Haha some day ill try to get the moon smiling, But this will do for now .


----------



## mrobson (Mar 5, 2011)

lol that cat was the 1st thing i thought of


----------



## AquaNeko (Jul 26, 2009)

http://www.google.ca/images?rlz=1T4...&source=og&sa=N&hl=en&tab=wi&biw=1059&bih=585


----------



## mrobson (Mar 5, 2011)

holy shit another neko lol my buddie uses neko as his CSS and runescape tag, hes so proud of it b/c not to many canadians know who its is. ive never see anyone rocking it until now lol cant wait to tell him hes not special.


----------



## AquaNeko (Jul 26, 2009)

mrobson said:


> holy shit another neko lol my buddie uses neko as his CSS and runescape tag, hes so proud of it b/c not to many canadians know who its is. ive never see anyone rocking it until now lol cant wait to tell him hes not special.


Well in the anime circles neko has been known for a loooong time.  What is CSS? Counter Strike Source?

BTW nekos rock  



 A link someone posted on GTAA a little while ago.


----------



## mrobson (Mar 5, 2011)

yea its counter strike source, i dont mind some but i prefer the older ultra gore vampire and deamon stuff like van helsing, blood the last vampire ect but the dont make it like they used to.
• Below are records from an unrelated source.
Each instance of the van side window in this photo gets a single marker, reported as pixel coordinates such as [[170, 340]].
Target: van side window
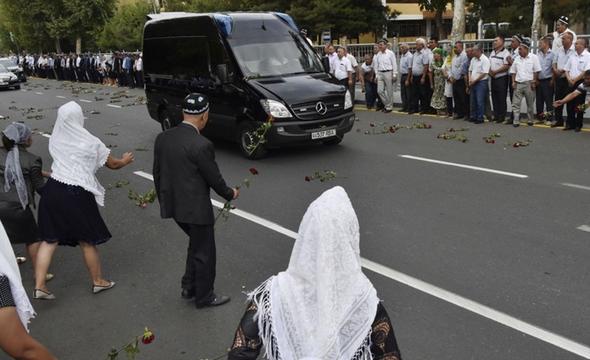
[[184, 57]]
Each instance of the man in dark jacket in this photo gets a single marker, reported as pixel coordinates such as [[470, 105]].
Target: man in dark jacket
[[184, 171]]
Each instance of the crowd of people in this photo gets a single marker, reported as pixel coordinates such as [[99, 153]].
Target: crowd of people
[[116, 69], [464, 83], [281, 316]]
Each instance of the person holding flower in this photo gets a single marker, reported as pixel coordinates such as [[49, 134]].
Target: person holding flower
[[68, 211], [439, 102], [184, 172], [582, 91]]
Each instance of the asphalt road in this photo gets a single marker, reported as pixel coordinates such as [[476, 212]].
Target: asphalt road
[[509, 238]]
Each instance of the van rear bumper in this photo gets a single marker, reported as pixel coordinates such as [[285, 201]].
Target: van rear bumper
[[299, 132]]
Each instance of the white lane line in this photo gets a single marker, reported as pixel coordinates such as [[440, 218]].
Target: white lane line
[[462, 302], [576, 186], [470, 167]]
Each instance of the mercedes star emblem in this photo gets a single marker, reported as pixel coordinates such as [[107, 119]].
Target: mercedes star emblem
[[321, 108]]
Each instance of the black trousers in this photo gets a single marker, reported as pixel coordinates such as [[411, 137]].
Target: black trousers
[[575, 119], [499, 97], [405, 92], [544, 96], [419, 96], [561, 90], [199, 274], [461, 98]]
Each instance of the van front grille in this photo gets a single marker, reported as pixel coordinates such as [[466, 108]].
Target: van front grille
[[308, 110]]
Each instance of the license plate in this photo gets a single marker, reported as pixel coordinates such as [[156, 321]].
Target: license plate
[[323, 134]]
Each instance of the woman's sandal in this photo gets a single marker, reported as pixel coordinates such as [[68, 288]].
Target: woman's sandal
[[98, 288]]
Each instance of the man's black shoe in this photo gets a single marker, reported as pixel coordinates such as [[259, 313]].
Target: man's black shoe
[[214, 300], [187, 294]]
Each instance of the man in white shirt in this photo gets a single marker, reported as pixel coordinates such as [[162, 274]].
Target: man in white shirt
[[405, 70], [574, 71], [560, 60], [525, 76], [583, 91], [561, 28], [342, 68], [545, 88], [385, 67], [458, 77], [499, 66], [355, 72], [478, 83], [420, 81]]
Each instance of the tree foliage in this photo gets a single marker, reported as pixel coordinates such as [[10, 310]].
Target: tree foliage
[[40, 25], [438, 7], [124, 30]]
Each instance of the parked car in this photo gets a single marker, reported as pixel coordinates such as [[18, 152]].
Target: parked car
[[8, 79], [14, 68], [252, 66]]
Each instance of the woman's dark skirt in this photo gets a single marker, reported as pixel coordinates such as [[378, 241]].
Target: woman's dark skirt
[[69, 215], [19, 223]]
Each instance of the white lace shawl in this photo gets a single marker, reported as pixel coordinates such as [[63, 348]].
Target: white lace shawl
[[322, 306], [76, 153], [9, 268]]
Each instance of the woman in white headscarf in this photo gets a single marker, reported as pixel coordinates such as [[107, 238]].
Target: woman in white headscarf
[[322, 307], [21, 176], [15, 309], [68, 211]]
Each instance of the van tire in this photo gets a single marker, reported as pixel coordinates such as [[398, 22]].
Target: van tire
[[165, 120], [334, 141], [244, 139]]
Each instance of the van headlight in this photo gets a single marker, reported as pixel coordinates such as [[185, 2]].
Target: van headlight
[[275, 109], [347, 100]]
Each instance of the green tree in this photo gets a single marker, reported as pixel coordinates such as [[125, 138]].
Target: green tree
[[124, 30], [438, 7], [341, 17], [86, 17]]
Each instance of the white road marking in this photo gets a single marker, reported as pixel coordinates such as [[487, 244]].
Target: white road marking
[[470, 167], [582, 187], [458, 300]]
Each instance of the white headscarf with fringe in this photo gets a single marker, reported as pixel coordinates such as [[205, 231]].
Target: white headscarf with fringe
[[76, 153], [9, 268], [19, 133], [322, 306]]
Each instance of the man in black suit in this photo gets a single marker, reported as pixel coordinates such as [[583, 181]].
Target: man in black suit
[[184, 171]]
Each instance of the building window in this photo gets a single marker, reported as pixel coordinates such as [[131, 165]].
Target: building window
[[406, 28]]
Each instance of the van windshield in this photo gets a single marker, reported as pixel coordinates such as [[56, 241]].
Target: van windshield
[[274, 56]]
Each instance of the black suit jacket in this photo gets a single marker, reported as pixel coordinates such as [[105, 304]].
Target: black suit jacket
[[184, 172]]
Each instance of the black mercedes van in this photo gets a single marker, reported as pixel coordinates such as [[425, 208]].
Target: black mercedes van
[[252, 66]]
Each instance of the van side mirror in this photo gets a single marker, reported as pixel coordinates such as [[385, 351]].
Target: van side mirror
[[222, 73]]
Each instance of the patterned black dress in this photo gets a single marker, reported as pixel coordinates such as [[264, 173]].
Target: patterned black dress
[[247, 344]]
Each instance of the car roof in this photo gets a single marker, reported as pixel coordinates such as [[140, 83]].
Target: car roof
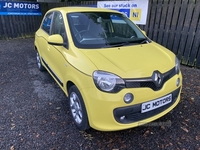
[[70, 9]]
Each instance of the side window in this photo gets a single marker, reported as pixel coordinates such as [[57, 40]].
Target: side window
[[58, 26], [46, 24]]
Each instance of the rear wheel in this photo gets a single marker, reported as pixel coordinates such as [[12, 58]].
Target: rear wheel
[[39, 64], [78, 109]]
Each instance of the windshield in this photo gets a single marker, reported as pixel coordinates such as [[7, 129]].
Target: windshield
[[103, 29]]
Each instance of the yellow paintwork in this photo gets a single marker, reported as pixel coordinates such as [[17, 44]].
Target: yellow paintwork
[[77, 66]]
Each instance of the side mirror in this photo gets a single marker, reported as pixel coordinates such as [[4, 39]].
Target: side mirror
[[55, 39], [144, 32]]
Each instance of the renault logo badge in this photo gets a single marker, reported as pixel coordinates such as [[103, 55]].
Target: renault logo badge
[[157, 78]]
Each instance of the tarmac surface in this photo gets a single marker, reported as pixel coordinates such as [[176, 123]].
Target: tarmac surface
[[34, 112]]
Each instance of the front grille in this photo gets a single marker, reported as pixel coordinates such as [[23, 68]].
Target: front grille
[[148, 82], [133, 113]]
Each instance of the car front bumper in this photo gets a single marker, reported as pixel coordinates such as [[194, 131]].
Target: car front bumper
[[105, 109]]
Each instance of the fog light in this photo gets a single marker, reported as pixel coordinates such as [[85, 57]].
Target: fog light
[[128, 98], [178, 82]]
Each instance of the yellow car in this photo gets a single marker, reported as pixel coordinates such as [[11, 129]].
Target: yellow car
[[114, 76]]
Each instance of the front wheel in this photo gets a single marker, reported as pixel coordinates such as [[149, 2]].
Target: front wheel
[[78, 109]]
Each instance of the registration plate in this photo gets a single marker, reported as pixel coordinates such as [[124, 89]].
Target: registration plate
[[151, 105]]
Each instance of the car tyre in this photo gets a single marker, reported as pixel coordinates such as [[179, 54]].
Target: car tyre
[[77, 108], [39, 63]]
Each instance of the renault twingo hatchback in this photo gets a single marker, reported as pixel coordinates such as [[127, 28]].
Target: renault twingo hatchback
[[114, 76]]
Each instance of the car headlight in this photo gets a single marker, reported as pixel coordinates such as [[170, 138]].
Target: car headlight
[[108, 82], [177, 66]]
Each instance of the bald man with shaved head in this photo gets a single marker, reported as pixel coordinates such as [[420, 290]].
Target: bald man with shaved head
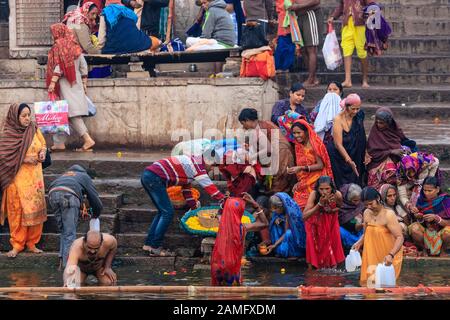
[[93, 254]]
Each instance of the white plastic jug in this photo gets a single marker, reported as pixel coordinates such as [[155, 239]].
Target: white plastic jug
[[352, 261], [72, 277], [94, 224], [384, 276]]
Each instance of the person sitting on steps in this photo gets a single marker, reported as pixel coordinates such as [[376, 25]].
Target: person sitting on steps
[[92, 254]]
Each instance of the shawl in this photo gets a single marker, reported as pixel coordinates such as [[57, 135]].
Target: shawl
[[64, 52], [439, 206], [381, 142], [229, 245], [114, 12], [415, 161], [318, 147], [295, 217], [79, 15], [14, 143], [328, 109], [348, 210], [376, 36]]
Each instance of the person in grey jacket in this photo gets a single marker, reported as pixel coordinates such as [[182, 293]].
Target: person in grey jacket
[[66, 195], [218, 29]]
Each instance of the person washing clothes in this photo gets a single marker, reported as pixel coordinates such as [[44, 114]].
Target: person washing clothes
[[66, 198], [217, 30]]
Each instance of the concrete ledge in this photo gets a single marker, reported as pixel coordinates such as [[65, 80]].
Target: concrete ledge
[[145, 112]]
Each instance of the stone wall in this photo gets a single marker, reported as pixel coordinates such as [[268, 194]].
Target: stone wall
[[145, 113]]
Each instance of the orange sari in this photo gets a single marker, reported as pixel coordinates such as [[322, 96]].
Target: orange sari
[[23, 201], [306, 156], [378, 241]]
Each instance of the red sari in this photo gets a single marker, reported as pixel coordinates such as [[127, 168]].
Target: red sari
[[229, 245], [323, 239], [306, 156]]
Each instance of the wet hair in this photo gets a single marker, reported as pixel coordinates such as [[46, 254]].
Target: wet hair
[[323, 179], [354, 190], [276, 201], [297, 87], [21, 107], [340, 87], [248, 114], [431, 181], [370, 194], [301, 126]]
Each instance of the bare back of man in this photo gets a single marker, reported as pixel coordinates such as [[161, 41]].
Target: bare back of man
[[93, 255]]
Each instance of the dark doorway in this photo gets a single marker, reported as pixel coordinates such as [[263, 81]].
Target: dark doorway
[[4, 10]]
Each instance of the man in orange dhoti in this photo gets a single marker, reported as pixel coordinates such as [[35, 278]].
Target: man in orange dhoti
[[22, 151], [382, 239]]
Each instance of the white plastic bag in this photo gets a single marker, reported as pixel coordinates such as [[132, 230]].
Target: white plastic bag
[[92, 109], [94, 224], [384, 276], [331, 50]]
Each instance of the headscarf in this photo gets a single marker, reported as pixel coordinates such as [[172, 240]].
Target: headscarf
[[352, 99], [295, 217], [98, 3], [328, 109], [416, 161], [318, 147], [79, 15], [286, 121], [14, 143], [109, 2], [381, 142], [229, 245], [383, 193], [64, 52], [439, 206], [114, 12], [348, 210]]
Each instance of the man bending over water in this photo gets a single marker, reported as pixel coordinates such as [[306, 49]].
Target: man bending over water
[[93, 254]]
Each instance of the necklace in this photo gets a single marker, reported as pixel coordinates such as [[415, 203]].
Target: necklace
[[346, 121]]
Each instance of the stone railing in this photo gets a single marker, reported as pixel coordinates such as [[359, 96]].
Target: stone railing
[[155, 112]]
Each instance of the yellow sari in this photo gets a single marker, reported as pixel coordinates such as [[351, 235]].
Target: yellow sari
[[23, 201]]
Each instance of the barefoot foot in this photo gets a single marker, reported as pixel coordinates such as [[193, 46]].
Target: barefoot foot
[[13, 253], [34, 250]]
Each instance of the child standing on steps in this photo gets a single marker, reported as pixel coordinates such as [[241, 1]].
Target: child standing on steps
[[353, 35]]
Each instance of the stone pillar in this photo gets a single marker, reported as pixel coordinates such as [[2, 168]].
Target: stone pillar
[[29, 26]]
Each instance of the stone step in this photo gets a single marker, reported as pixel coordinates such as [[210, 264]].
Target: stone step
[[134, 193], [183, 244], [18, 67], [412, 11], [394, 79], [382, 94], [418, 45], [395, 64], [410, 27], [51, 260], [400, 2], [107, 224], [137, 219]]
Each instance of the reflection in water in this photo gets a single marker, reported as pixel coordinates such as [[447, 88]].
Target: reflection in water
[[255, 275]]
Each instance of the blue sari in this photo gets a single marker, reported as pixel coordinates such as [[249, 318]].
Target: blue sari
[[122, 35], [294, 241]]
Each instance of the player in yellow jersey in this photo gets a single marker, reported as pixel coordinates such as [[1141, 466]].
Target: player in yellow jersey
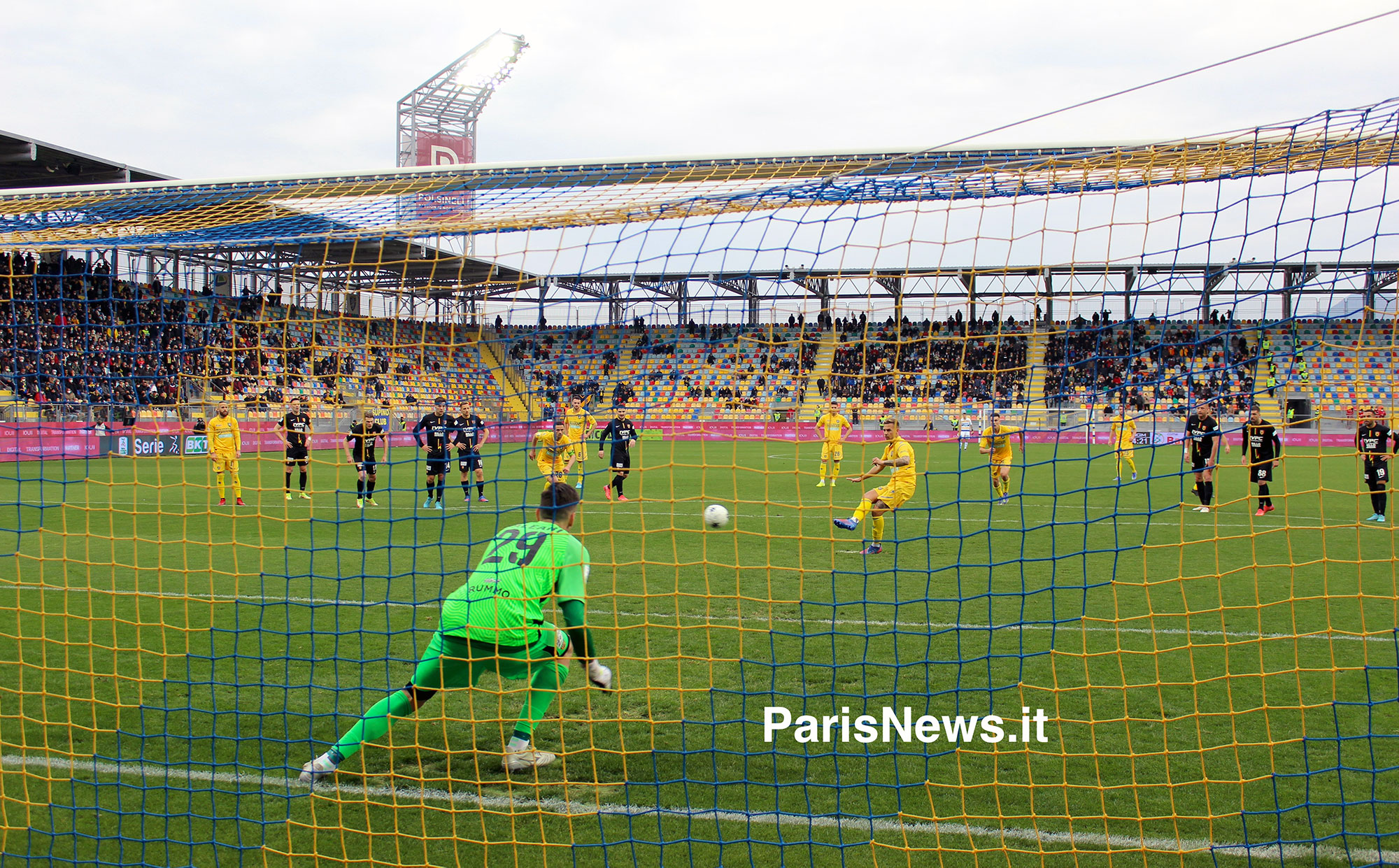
[[832, 427], [995, 441], [1124, 441], [553, 453], [581, 423], [897, 455], [226, 444]]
Hes loves all kinds he scoured he net looking for dvd of samari pizza cats forever lol when he wanted a domo sticker for for his kawi duel sport he made sure he didnt get a knock off lol


----------



## AquaNekoMobile (Feb 26, 2010)

mrobson said:


> yea its counter strike source, i dont mind some but i prefer the older ultra gore vampire and deamon stuff like van helsing, blood the last vampire ect but the dont make it like they used to. Hes loves all kinds he scoured he net looking for dvd of samari pizza cats forever lol when he wanted a domo sticker for for his kawi duel sport he made sure he didnt get a knock off lol


Samurai Pizza Cats. <3 <3 Oh man old skool. Cheezy dubbing but loved the characters and jokes in that back in the day. I don't think they even have a DVD of SPC. I got the complete set but in avi's here somewhere. Get your mate to check bit torrent for it. www.btjunkie.org is a good search engine with comments from user input. Better search engine sites have user input.


----------



## Holidays (Apr 18, 2010)

I thought it looks like a sickle, but a smile is a happier idea hehe


----------



## mrobson (Mar 5, 2011)

AquaNekoMobile said:


> Samurai Pizza Cats. <3 <3 Oh man old skool. Cheezy dubbing but loved the characters and jokes in that back in the day. I don't think they even have a DVD of SPC. I got the complete set but in avi's here somewhere. Get your mate to check bit torrent for it. www.btjunkie.org is a good search engine with comments from user input. Better search engine sites have user input.


oh yea he found some he got them from chin or japan but im not sure how a legit they are, i use isohunt.com but ill check out that other one


----------